Polda Metro Jaya juga dikabarkan sedang mendalami kemungkinan penerapan pasal TPPU.


Analisa Hukum Korporasi

Kasus ini tidak hanya berhenti pada direktur.

Menurut:

UU Nomor 1 Tahun 2023 tentang KUHP Baru dan PERMA Nomor 13 Tahun 2016 tentang Tata Cara Penanganan Perkara Tindak Pidana oleh Korporasi

Apabila terbukti kejahatan dilakukan dalam lingkup kebijakan perusahaan, maka:

Direksi dapat dimintai pertanggungjawaban;

Komisaris dapat diperiksa apabila mengetahui dan membiarkan;

Korporasi dapat dijadikan tersangka.

Sanksinya dapat berupa:

Denda korporasi;

Pembekuan usaha;

Pencabutan izin;

Perampasan aset perusahaan.


Strategi Hukum Korban (Pandangan MTI Law Firm)
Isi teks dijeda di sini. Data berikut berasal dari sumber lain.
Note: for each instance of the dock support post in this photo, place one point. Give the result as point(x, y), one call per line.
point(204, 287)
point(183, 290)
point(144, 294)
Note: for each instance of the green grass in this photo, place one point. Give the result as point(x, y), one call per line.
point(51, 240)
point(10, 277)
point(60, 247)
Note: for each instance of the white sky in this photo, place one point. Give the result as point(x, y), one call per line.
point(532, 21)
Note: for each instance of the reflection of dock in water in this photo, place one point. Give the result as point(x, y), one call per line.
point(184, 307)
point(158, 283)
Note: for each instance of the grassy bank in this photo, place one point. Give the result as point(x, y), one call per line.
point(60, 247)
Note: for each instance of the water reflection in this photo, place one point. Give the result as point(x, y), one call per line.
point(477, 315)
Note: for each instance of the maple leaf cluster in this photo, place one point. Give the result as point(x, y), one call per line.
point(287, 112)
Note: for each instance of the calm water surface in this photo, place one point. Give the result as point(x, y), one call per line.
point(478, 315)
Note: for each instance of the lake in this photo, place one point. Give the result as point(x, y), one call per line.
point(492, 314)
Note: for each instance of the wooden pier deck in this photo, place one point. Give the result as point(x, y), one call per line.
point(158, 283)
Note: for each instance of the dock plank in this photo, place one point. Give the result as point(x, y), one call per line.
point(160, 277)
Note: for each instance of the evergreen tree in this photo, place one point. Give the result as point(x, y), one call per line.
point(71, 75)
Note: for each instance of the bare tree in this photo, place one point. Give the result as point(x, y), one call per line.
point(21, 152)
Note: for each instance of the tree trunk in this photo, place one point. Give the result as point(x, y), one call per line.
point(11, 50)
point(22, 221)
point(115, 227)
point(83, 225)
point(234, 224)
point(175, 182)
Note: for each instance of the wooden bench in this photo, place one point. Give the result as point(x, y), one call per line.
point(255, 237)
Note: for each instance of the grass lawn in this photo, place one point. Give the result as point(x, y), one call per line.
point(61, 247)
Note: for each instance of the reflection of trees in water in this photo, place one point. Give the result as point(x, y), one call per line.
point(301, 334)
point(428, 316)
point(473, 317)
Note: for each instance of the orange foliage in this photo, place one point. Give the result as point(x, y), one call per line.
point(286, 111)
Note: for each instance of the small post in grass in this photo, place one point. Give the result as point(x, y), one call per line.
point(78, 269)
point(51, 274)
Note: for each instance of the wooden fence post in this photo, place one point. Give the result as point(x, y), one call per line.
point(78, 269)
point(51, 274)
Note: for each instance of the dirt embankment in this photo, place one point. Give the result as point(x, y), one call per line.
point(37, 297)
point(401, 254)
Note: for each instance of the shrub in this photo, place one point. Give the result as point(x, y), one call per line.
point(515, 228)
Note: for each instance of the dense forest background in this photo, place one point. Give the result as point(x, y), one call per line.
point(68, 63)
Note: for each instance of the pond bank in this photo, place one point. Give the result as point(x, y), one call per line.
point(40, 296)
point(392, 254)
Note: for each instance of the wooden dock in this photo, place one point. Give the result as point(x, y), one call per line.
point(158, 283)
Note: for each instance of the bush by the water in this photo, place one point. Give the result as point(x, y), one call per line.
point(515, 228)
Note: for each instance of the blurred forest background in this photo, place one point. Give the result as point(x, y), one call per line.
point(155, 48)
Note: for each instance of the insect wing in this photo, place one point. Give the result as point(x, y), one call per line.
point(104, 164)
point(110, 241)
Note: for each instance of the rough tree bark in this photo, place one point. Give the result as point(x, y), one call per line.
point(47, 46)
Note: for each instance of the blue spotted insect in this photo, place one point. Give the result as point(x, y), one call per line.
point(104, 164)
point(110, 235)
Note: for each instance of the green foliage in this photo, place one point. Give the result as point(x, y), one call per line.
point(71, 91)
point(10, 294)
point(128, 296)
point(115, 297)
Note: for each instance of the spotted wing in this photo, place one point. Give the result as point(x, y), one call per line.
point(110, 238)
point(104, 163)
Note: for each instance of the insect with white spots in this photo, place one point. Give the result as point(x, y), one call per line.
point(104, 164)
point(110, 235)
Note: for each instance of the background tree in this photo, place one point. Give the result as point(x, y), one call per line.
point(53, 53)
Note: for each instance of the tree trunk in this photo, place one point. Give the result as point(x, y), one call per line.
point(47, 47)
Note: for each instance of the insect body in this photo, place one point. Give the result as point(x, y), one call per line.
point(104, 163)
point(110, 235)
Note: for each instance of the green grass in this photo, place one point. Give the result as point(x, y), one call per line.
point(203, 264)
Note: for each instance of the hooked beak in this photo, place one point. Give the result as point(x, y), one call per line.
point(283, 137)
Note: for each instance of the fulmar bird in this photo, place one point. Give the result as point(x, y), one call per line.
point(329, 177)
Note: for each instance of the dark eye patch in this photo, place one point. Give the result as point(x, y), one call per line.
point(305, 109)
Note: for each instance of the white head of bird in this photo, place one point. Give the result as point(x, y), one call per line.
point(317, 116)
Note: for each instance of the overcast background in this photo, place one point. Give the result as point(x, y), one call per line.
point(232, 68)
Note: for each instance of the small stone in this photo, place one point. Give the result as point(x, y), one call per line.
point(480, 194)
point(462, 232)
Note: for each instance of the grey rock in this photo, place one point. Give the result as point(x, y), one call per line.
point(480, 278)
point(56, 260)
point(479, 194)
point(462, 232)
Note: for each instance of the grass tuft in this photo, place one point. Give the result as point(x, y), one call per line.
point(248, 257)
Bagi korban yang meminta pendampingan hukum, fokus tidak cukup hanya pada pemidanaan pelaku.

Langkah 1

Mengajukan diri sebagai korban resmi dalam perkara pidana.

Langkah 2

Menyerahkan seluruh bukti:

Bukti transfer;

Invoice;

Kuitansi;

Brosur;

Percakapan WhatsApp;

Surat perjanjian.

Langkah 3

Memohon penyitaan aset tersangka dan korporasi.

Karena tujuan utama korban bukan sekadar menghukum pelaku, tetapi mengembalikan kerugian.

Langkah 4

Mengajukan gugatan perdata atau permohonan restitusi.

Langkah 5

Mendorong penyidik menerapkan TPPU agar aset yang disembunyikan dapat ditelusuri dan disita.


Risiko Terbesar Korban

Dalam praktik, banyak perkara travel umrah berakhir dengan:

Pelaku dipenjara;

Tetapi uang korban tidak kembali.

Karena itu strategi terbaik adalah:

“Follow The Money, Not Only The Suspect.”

Fokus utama harus mengejar:

Rekening perusahaan;

Aset direktur;

Kendaraan;

Properti;

Investasi yang berasal dari dana jemaah.


Kesimpulan MTI Law firm

Kasus Hanania Travel secara hukum mengandung indikasi kuat tindak pidana penipuan, penggelapan, dan berpotensi TPPU, dengan kemungkinan pertanggungjawaban tidak hanya pada individu direktur tetapi juga terhadap korporasi apabila ditemukan kebijakan perusahaan yang menyebabkan kerugian para jemaah. Berdasarkan pengalaman penanganan kasus serupa, langkah paling efektif bagi korban adalah menggabungkan jalur pidana, penyitaan aset, TPPU, dan gugatan perdata, sehingga peluang pengembalian kerugian menjadi lebih besar dibanding hanya mengandalkan proses pemidanaan semata.